Trump’s White House Medical Unit accused of improperly distributing drugs, including fentanyl

WASHINGTON – A recent report from the Defense Department’s inspector general alleges that President Trump’s internal health clinic violated the law by offering an array of healthcare and pharmaceutical services to ineligible White House staff. The investigation, initiated in 2018 following complaints about improper medical practices, involved interviews with more than 120 officials, including hospital administrators, military medical providers, and pharmacists, in addition to on-site visits and the scrutiny of numerous documents.

“We concluded that all phases of the White House Medical Unit’s pharmacy operations had severe and systemic problems,” the report reads.

Notably, medications, including controlled substances like fentanyl, were dispensed to individuals who were not eligible for such services. The medical unit ordered significant quantities of drugs, including four separate orders of fentanyl, two orders of morphine and two orders of ketamine during the first nine months of 2019.

Compounding the problem, controlled medications such as Ambien and Provigil were distributed without verifying the patient’s identity. A witness even revealed that “Dr. [X] asked if I could hook up this person with some Provigil as a parting gift for leaving the White House … in the unit, it was authorized for us to do that kind of stuff.”

Furthermore, the report highlights a failure to segregate records for Schedule II drugs, such as fentanyl and oxycodone, from records for other medications, as required by federal regulations. 

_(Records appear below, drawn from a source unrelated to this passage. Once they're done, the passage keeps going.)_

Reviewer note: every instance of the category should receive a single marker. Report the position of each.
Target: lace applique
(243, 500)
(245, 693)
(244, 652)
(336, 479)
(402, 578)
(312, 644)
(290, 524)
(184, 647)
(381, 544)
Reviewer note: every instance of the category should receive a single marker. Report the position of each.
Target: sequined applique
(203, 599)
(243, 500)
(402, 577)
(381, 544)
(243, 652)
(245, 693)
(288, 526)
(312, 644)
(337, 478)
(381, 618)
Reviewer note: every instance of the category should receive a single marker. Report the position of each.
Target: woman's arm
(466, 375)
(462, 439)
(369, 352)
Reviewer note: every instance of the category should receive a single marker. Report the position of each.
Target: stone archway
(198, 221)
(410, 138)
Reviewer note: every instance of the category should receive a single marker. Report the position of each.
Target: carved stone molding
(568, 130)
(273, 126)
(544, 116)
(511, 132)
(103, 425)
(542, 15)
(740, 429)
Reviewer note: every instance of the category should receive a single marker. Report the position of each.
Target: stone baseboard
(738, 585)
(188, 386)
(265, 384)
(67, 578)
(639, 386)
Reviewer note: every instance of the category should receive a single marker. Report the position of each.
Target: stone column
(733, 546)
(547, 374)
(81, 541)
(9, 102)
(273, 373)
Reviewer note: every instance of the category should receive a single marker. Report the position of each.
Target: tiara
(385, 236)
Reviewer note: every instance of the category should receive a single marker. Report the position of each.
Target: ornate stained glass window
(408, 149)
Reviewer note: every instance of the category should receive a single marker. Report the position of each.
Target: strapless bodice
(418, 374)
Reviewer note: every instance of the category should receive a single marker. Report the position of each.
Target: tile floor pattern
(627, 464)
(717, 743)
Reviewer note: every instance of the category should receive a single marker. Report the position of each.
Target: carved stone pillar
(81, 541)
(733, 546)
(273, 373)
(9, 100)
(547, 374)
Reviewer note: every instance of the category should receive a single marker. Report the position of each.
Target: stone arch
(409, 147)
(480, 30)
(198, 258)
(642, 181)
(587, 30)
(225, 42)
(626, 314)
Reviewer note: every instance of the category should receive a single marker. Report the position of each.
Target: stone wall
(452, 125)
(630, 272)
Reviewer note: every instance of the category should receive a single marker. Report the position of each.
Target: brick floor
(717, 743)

“Additionally, the White House Medical Unit did not implement pharmaceutical management processes to deter the risk of diversion,” the report reads. “DEA registrants must ensure the adequacy of the system for monitoring the receipt, distribution, and disposition of controlled substances in its operations.”

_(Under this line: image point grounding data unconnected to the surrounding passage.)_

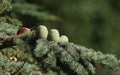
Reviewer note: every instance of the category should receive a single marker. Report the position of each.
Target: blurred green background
(91, 23)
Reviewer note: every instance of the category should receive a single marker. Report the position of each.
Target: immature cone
(63, 38)
(23, 31)
(55, 35)
(43, 31)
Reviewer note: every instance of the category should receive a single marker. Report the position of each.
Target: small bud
(55, 35)
(43, 31)
(63, 38)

Because of the unit’s practices, multiple former White House Medical Unit providers requested an early departure from the unit.

In response, the Pentagon IG’s office is recommending a series of policy changes.

“We recommend that the Director of the Defense Health Agency, in coordination with the White House Medical Unit Director, develop policy and procedures to manage controlled and non‑controlled medications, including, at a minimum, procurement, storage and inventory, prescribing and dispensing, and disposal,” the report stated.